Les efforts de la communauté internationale étant arrivés plus ou moins à leur terme en Egypte, la solution pour sortir de l’impasse devrait revenir une fois de plus aux Égyptiens.

Le support apporté au coup du 3 juillet 2013 est et reste une immense erreur dans les rangs libéraux égyptiens. Entre le statu quo et le coup d’état militaire (même pour mettre en place un gouvernement civil), il y avait une gamme d’options possibles allant de la mise en place d’un référendum, de nouvelles élections (vu l’impasse), ou forcer un dialogue national. On voit mal comment une partie renversée par un coup d’Etat pourrait revenir à court terme dans une discussion portant sur la recherche d’une solution de compromis. On voit en outre mal un quelconque processus se mettre en marche tant que Mohammed Morsi est toujours en détention. 

Le “parti” le plus populaire en Egypte, le plus apprécié est, quels que soient les événements, c’est l’armée. Le niveau de popularité le plus bas que l’on a pu trouver concernant l’armée égyptienne est durant les combats de la rue Mohammed Mahmoud, qui a fait plus d’une centaine de morts dans les rangs libéraux. A ce moment-là, l’armée comme institution était toujours créditée de... 80% d’opinions favorables. On peut dire que le processus consistant à mettre en place une démocratie parlementaire est populairement marginal, il doit donc être fortement supporté. 

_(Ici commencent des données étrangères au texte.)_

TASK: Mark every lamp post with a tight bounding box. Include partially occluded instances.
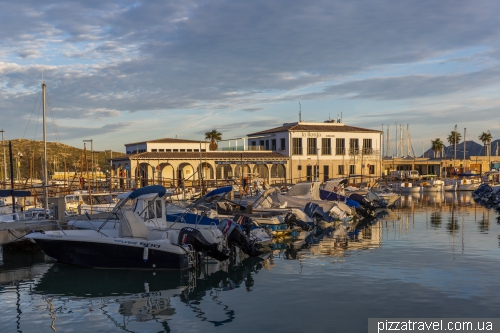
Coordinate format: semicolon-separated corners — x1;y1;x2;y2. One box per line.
83;139;94;188
315;148;319;181
0;129;7;189
104;149;113;192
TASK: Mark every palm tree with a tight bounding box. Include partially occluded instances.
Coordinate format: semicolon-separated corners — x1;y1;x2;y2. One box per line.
448;131;462;145
431;138;444;158
205;129;222;150
479;131;492;155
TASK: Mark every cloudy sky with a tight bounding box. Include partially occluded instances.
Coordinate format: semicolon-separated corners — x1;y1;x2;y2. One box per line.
0;0;500;152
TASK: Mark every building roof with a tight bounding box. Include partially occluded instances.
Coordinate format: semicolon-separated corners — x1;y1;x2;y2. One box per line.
248;122;382;136
125;138;207;146
113;151;288;161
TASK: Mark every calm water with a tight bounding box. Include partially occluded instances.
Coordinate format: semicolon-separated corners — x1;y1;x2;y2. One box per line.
0;193;500;332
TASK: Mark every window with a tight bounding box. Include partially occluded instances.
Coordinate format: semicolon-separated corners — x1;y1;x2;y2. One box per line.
337;165;344;175
155;200;161;218
147;201;155;219
307;138;318;155
349;139;359;155
335;139;345;154
292;138;302;155
363;139;373;155
321;138;332;155
323;165;330;182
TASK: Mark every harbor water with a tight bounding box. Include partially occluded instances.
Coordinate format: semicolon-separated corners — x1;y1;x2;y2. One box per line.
0;192;500;332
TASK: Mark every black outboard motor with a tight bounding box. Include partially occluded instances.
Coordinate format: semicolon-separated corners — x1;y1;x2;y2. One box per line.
285;213;312;231
178;227;231;261
218;219;263;256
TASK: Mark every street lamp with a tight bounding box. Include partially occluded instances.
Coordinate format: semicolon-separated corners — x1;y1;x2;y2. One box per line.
83;139;94;187
104;149;113;192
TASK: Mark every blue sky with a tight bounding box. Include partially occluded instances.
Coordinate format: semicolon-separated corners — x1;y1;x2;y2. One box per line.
0;0;500;151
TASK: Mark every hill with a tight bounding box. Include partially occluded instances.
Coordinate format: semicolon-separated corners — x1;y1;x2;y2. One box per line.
0;139;125;179
420;139;500;159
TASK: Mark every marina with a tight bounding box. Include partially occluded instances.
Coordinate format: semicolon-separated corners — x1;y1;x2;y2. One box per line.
0;191;500;332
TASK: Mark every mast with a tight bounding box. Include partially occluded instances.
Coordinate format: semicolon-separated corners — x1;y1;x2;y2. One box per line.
42;81;49;210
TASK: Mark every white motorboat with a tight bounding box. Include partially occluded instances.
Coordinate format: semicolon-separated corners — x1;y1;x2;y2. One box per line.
25;185;230;269
457;178;481;191
392;182;420;194
443;179;461;192
420;179;444;192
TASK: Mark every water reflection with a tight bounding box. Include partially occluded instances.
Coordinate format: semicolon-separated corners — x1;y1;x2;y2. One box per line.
0;252;269;332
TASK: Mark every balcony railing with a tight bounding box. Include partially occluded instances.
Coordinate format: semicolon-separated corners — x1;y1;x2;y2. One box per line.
307;147;318;155
321;147;332;155
349;148;380;155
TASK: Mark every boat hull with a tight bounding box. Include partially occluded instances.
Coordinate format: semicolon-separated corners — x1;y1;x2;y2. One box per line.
33;238;189;269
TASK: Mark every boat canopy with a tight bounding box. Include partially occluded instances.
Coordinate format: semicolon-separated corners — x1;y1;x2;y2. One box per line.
0;190;31;198
205;186;233;198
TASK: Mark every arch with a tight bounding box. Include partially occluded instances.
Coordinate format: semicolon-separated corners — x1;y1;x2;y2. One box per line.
253;164;269;179
176;162;195;186
271;164;286;179
136;163;154;187
234;164;251;178
158;162;175;187
201;162;214;179
215;164;233;179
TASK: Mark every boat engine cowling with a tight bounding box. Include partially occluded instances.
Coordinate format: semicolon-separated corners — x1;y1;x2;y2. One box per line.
178;227;231;261
285;213;312;231
218;219;263;256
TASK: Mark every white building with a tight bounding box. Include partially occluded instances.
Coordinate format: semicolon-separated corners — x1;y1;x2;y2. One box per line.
248;120;382;182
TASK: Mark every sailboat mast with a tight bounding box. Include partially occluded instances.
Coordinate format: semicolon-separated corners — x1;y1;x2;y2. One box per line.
42;82;49;210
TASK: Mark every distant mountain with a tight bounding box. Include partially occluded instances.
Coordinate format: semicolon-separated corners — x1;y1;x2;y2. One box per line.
420;139;500;159
0;139;125;179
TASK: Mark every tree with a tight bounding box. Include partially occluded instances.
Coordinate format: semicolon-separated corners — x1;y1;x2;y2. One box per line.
205;129;222;150
431;138;444;158
448;131;462;145
479;131;492;155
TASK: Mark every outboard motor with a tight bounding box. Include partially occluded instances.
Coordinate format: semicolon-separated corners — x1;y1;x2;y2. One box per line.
285;213;312;231
218;219;263;256
178;227;231;261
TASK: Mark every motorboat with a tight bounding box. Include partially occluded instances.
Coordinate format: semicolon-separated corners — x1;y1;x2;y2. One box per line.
443;179;461;192
25;185;231;269
392;182;420;194
420;179;444;193
457;178;481;191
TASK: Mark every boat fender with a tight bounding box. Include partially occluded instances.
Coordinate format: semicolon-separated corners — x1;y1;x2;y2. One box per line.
177;227;230;261
218;219;263;256
142;244;149;262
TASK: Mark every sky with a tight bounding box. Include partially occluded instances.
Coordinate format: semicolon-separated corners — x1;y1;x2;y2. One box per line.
0;0;500;152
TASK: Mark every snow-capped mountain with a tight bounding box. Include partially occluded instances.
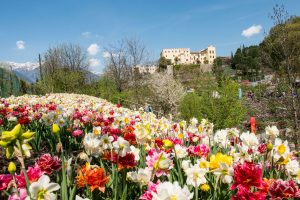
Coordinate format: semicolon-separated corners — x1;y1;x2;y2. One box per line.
2;62;40;83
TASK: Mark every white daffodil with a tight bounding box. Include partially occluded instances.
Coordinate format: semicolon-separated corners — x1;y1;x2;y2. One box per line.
185;164;207;187
113;137;131;157
175;144;188;158
130;145;140;161
214;130;229;148
75;195;90;200
127;167;152;185
26;175;60;200
151;182;193;200
101;133;114;150
265;126;279;139
240;131;259;149
93;126;101;135
285;159;300;176
134;123;151;144
83;133;102;157
181;160;191;171
273;138;290;162
227;128;239;139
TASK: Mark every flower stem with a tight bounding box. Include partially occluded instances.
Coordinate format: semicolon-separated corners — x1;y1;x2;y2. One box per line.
15;141;32;199
195;186;198;200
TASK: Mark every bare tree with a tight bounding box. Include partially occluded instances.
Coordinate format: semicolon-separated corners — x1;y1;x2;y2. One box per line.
105;38;147;92
147;73;184;115
262;5;300;148
38;44;89;92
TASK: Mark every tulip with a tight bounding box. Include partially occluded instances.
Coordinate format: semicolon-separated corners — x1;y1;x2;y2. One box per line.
8;162;17;175
52;124;60;134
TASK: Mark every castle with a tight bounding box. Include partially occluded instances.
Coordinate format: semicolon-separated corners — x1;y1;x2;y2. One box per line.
160;45;216;64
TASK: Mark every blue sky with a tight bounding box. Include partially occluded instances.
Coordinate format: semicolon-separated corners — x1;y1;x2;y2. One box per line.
0;0;300;71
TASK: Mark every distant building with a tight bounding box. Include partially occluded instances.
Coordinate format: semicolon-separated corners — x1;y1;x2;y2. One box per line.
134;65;158;74
160;45;217;64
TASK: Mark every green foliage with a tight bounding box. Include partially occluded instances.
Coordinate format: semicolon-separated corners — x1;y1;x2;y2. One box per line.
36;69;86;93
231;45;261;80
179;79;247;129
0;66;31;97
260;17;300;73
158;56;171;70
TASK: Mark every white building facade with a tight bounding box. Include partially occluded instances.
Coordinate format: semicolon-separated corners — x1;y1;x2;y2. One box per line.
160;45;217;64
134;65;158;74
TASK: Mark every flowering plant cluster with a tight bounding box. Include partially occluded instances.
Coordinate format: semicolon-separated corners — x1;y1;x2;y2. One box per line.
0;94;300;200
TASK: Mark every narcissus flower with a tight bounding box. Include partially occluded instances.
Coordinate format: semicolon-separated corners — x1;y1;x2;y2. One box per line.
76;165;109;192
269;179;300;199
209;153;232;169
29;175;60;200
231;162;263;189
0;124;35;158
152;182;193;200
200;183;210;192
185;164;207;187
265;126;279;139
36;153;61;174
231;185;265;200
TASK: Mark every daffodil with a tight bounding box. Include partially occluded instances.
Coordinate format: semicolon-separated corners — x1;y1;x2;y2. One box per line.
26;175;60;200
209;153;232;169
0;124;35;158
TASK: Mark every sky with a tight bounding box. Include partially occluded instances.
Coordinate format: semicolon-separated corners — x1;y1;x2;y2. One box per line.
0;0;300;72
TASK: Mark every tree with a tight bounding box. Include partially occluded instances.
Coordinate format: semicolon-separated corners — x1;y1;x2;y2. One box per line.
261;5;300;148
147;73;184;115
105;38;147;92
158;56;171;71
174;56;180;65
37;44;89;93
179;79;247;129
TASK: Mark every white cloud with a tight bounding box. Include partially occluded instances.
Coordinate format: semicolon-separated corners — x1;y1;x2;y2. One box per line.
242;25;262;38
16;40;25;50
102;51;110;58
89;58;100;67
87;43;100;56
81;31;91;38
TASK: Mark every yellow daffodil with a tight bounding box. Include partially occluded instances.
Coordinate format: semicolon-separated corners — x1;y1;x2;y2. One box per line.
209;153;232;169
0;124;35;158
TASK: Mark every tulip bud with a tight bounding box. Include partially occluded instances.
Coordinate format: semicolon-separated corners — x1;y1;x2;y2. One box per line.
52;124;60;134
8;162;17;175
267;143;273;151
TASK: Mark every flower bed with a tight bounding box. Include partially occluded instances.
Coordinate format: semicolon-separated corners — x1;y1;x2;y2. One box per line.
0;94;300;200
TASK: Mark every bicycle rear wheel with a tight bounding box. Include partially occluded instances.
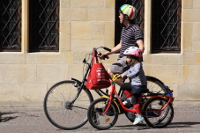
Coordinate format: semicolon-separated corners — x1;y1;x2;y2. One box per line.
125;76;167;122
144;97;174;128
44;80;93;130
88;98;118;130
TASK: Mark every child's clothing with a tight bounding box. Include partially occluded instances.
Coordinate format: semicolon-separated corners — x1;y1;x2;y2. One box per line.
121;62;147;125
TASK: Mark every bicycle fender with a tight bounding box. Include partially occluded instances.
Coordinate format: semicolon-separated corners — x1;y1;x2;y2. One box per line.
71;78;81;85
141;96;172;110
141;97;157;110
101;96;121;113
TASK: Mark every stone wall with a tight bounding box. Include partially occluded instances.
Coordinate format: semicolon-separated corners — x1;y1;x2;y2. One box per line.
0;0;200;106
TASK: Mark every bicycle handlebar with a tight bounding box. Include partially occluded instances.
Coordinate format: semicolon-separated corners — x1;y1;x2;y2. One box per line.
94;46;111;52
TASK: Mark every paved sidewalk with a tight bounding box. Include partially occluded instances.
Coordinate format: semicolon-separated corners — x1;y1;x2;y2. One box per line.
0;101;200;133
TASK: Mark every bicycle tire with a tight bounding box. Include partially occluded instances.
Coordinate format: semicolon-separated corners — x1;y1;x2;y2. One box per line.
44;80;93;130
143;97;174;128
88;98;118;130
125;76;167;122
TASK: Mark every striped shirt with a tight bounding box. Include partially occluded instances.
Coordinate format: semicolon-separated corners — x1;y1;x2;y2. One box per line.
119;24;143;58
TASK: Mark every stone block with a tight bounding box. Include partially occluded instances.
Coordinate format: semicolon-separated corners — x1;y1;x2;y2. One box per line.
181;23;193;51
91;22;105;39
0;52;25;64
71;21;91;39
68;63;86;81
182;52;196;65
71;39;104;51
21;84;47;101
59;32;71;52
182;0;193;9
143;54;182;65
71;0;105;8
0;83;20;101
193;0;200;9
60;21;71;34
26;52;73;64
88;8;115;22
196;53;200;65
178;83;200;100
37;64;68;84
144;65;182;84
0;64;36;84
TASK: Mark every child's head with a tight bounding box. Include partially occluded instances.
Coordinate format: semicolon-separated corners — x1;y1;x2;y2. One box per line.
123;46;142;65
119;4;137;23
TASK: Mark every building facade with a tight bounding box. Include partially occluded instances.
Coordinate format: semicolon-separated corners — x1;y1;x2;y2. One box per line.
0;0;200;106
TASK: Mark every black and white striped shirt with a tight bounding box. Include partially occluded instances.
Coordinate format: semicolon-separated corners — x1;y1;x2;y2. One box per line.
119;24;143;58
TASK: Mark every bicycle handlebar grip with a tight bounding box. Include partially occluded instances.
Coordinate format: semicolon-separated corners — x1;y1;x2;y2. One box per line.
103;47;111;52
122;76;128;82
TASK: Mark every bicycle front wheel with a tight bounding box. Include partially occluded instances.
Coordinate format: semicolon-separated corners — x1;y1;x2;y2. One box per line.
88;98;118;130
44;80;93;130
144;97;174;128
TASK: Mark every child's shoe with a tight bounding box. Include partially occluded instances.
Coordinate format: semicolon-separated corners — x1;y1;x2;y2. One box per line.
133;114;144;125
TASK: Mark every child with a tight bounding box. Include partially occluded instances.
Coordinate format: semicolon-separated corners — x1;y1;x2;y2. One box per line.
121;47;147;125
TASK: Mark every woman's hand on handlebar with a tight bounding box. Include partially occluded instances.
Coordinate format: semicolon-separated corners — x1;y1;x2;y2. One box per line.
99;52;109;60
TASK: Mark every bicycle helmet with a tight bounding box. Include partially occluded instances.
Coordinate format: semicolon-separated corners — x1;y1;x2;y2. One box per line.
120;4;136;20
123;46;142;58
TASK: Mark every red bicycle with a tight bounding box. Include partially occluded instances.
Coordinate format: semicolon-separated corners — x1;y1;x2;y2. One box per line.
88;75;174;130
43;46;173;130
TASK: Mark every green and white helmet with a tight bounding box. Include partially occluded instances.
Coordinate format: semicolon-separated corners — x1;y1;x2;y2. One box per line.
120;4;136;20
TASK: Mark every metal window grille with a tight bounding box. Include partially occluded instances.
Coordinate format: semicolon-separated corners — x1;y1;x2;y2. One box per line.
29;0;59;52
152;0;181;53
0;0;21;51
115;0;144;45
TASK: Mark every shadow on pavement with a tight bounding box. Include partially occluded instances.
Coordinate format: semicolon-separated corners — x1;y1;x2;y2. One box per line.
169;122;200;128
116;122;200;130
0;112;18;122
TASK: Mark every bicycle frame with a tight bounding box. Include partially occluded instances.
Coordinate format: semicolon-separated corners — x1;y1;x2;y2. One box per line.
102;81;174;115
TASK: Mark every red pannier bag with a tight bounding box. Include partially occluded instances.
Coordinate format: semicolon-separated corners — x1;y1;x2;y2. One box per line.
86;50;111;90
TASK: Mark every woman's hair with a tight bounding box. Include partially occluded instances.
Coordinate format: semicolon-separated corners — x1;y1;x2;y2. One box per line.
119;10;135;24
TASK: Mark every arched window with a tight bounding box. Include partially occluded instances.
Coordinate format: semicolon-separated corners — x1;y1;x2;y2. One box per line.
29;0;59;52
151;0;181;53
0;0;21;52
115;0;144;45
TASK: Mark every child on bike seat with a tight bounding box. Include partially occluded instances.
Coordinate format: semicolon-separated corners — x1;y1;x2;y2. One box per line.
121;47;147;125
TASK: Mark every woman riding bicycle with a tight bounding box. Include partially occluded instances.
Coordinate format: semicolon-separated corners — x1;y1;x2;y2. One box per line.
100;4;144;90
121;47;147;125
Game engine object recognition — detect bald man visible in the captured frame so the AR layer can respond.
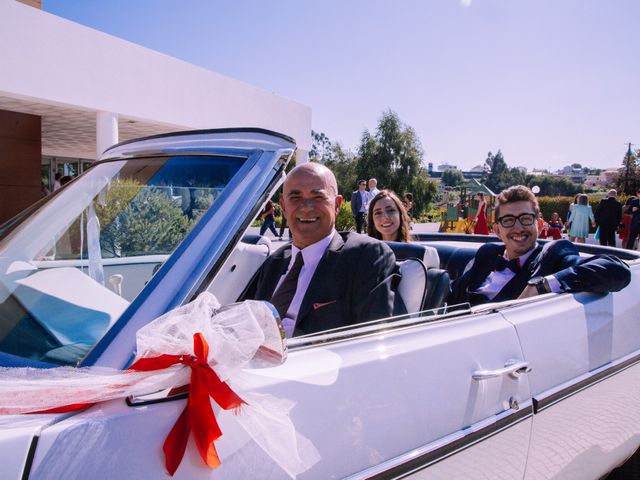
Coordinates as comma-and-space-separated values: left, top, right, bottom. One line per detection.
254, 163, 395, 337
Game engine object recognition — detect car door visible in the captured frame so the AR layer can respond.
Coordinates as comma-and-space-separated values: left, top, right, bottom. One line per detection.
502, 265, 640, 479
27, 313, 532, 479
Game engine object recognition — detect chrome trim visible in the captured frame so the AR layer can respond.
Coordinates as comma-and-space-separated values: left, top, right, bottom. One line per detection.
533, 350, 640, 413
287, 304, 472, 349
345, 401, 533, 480
471, 358, 531, 381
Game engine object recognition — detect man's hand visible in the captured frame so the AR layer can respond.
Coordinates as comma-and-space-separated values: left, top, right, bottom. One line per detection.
518, 285, 538, 298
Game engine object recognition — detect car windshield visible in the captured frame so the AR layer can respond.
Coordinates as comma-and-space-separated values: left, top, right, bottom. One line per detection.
0, 156, 246, 365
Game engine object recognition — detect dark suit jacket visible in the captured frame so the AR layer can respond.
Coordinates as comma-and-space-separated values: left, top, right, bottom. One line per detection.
594, 197, 622, 230
627, 198, 640, 227
255, 232, 395, 336
448, 240, 631, 305
351, 190, 367, 217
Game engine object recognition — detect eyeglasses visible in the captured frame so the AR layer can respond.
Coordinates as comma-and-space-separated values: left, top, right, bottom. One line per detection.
498, 213, 537, 228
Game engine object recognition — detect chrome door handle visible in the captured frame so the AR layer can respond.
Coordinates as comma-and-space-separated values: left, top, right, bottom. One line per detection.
471, 359, 531, 380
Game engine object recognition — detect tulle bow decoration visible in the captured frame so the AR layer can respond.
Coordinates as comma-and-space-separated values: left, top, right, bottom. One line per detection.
0, 292, 320, 477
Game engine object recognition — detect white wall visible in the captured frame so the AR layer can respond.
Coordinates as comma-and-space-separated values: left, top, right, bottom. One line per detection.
0, 0, 311, 151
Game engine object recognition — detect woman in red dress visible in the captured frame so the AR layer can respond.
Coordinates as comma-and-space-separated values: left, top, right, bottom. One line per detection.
473, 192, 489, 235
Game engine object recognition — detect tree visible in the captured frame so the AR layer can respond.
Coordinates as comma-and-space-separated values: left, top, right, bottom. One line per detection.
616, 144, 640, 195
353, 110, 437, 213
309, 130, 333, 163
441, 169, 464, 187
482, 150, 526, 193
525, 175, 583, 197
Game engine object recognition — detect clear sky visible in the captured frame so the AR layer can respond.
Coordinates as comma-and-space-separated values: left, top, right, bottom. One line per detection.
43, 0, 640, 169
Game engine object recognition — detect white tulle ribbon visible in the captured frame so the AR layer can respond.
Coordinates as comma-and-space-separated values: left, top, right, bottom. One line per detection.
0, 292, 320, 477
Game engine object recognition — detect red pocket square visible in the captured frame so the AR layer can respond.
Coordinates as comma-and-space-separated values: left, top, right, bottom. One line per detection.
313, 300, 336, 310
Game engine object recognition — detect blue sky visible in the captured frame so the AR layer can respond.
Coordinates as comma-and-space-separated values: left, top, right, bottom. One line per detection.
43, 0, 640, 169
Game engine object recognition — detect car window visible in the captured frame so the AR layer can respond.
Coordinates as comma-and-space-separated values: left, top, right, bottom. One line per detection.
0, 156, 245, 365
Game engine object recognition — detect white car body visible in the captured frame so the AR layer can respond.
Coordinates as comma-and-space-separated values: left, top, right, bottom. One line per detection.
0, 131, 640, 479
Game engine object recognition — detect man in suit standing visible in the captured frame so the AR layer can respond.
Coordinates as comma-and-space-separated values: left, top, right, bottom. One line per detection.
351, 180, 369, 233
595, 189, 622, 247
448, 185, 631, 305
254, 163, 395, 337
626, 189, 640, 250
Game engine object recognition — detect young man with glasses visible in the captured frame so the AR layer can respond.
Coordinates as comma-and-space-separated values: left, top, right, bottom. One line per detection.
448, 185, 631, 305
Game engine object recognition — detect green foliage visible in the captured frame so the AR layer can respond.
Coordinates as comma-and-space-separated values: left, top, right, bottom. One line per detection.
525, 175, 583, 197
615, 145, 640, 195
352, 110, 437, 215
482, 150, 526, 193
441, 169, 464, 187
96, 179, 192, 257
336, 201, 356, 232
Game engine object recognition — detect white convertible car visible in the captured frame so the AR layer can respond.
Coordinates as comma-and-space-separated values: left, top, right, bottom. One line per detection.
0, 129, 640, 480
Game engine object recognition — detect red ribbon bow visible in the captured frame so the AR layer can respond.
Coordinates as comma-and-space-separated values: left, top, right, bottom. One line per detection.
130, 333, 245, 476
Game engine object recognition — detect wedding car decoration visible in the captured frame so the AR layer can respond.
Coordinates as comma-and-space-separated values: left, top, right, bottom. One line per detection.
0, 292, 318, 477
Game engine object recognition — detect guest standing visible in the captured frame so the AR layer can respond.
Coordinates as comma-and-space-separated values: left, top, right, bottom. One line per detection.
627, 190, 640, 250
569, 193, 596, 243
618, 195, 637, 248
351, 180, 369, 233
595, 189, 622, 247
473, 192, 489, 235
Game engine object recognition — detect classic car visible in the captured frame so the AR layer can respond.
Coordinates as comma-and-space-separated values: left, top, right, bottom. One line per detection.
0, 129, 640, 480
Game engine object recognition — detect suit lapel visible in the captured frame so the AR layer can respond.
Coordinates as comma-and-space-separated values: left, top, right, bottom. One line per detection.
493, 245, 542, 302
296, 232, 344, 324
258, 246, 291, 300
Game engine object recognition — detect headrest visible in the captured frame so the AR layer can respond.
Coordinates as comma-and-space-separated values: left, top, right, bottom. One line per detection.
385, 242, 440, 268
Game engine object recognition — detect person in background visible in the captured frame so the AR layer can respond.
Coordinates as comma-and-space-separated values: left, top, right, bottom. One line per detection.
595, 189, 622, 247
547, 212, 564, 240
351, 180, 369, 233
260, 200, 278, 237
564, 193, 580, 242
367, 178, 380, 204
51, 172, 62, 192
473, 192, 489, 235
404, 192, 413, 230
618, 195, 637, 250
569, 193, 596, 243
448, 185, 631, 305
627, 189, 640, 250
367, 190, 411, 242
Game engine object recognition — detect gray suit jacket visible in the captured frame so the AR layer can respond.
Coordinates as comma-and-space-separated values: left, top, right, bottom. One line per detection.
254, 232, 396, 336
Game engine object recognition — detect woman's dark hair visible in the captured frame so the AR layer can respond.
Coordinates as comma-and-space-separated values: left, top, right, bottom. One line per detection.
367, 190, 412, 242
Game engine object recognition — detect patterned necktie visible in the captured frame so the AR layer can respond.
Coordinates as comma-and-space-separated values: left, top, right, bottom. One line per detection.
493, 255, 520, 273
271, 252, 304, 319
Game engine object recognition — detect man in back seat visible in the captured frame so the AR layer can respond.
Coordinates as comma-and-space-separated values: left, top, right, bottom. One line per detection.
254, 163, 395, 337
448, 185, 631, 305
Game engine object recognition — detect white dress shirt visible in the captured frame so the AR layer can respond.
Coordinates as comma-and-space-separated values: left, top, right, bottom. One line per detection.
274, 230, 336, 337
474, 247, 563, 300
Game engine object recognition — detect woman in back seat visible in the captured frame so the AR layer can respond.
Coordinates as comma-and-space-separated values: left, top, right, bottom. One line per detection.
367, 190, 411, 242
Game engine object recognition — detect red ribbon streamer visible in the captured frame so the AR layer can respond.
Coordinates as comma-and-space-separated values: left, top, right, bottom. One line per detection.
130, 333, 245, 476
32, 333, 246, 476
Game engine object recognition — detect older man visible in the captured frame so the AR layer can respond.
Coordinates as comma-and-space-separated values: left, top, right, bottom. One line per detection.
449, 185, 631, 305
255, 163, 395, 336
595, 189, 622, 247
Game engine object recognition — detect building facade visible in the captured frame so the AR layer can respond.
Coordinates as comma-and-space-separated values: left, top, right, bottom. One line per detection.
0, 0, 311, 223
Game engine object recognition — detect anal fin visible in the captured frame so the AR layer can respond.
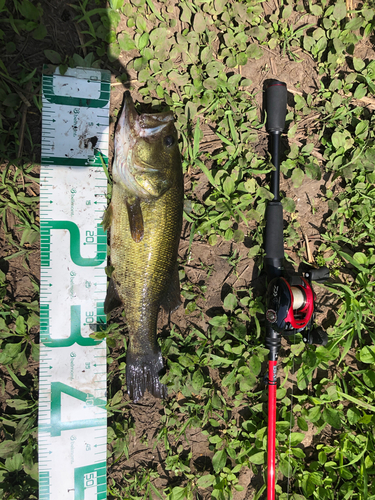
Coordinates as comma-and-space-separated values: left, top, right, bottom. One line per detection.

Ecrire une constitution « sur un bord de table » comme c’est le cas à présent n’a que rarement donné de résultats durables dans l’histoire moderne.  La constitution de décembre 2012, passée en force par le gouvernement Morsi, puis soumise au référendum,  était loin d’être un modèle de compromis. Les deux comités mis en place par le président Adly Mansour vont probablement partir de cette constitution et l’amender. Il n’est pas prévu pour l’instant d’inclure dans le processus de membres de l’Islam politique.

Le gouvernement et les auteurs du coup d’état ont sous-estimé la capacité de mobilisation de la nouvelle opposition.  Après les deux massacres du 8 juillet (au moins 54 morts selon les différentes sources) et du samedi 27 juillet (plus de 120 victimes). Il est question de faire disperser les manifestants par les forces du Ministère de l’Intérieur (pas l’armée). A l’heure où j’écris ces lignes, un débat ferait rage autour de la présidence concernant la dispersion des manifestants à Rabaa et á la place Nahda. Disperser la foule immense sur les deux sites ne pourrait se faire sans un grand nombre de victimes. Ce serait politiquement dur à justifier d’autant plus que les médias internationaux semblent être bien présents sur place même si cela ne garantit pas grand chose. 

Si quoi que ce soit peut encore être sauvé, il est temps de se mettre autour de la table, mais il faudra un sérieux rapport de force pour que le résultat soit durable. Tout le monde a eu son compte de massacre de l’œuvre de l’appareil d’état : police militaire, ministère de l’intérieur, agents en civil « non identifiés ». Les libéraux lors de Mohammed Mahmoud, les Coptes à Maspero, les Ultras à Port Saïd, les attaques répétées contre les femmes, puis récemment les massacres de la garde républicaine et de la mosquée de Rabaa. Seuls les membres de l’appareil de l’Etat profond n’ont rien du payer depuis une révolution visant à les renverser. Les plus cyniques diront que c’est précisément ce qui a permis à l’Egypte d’éviter, jusqu'à présent, un scénario à la syrienne.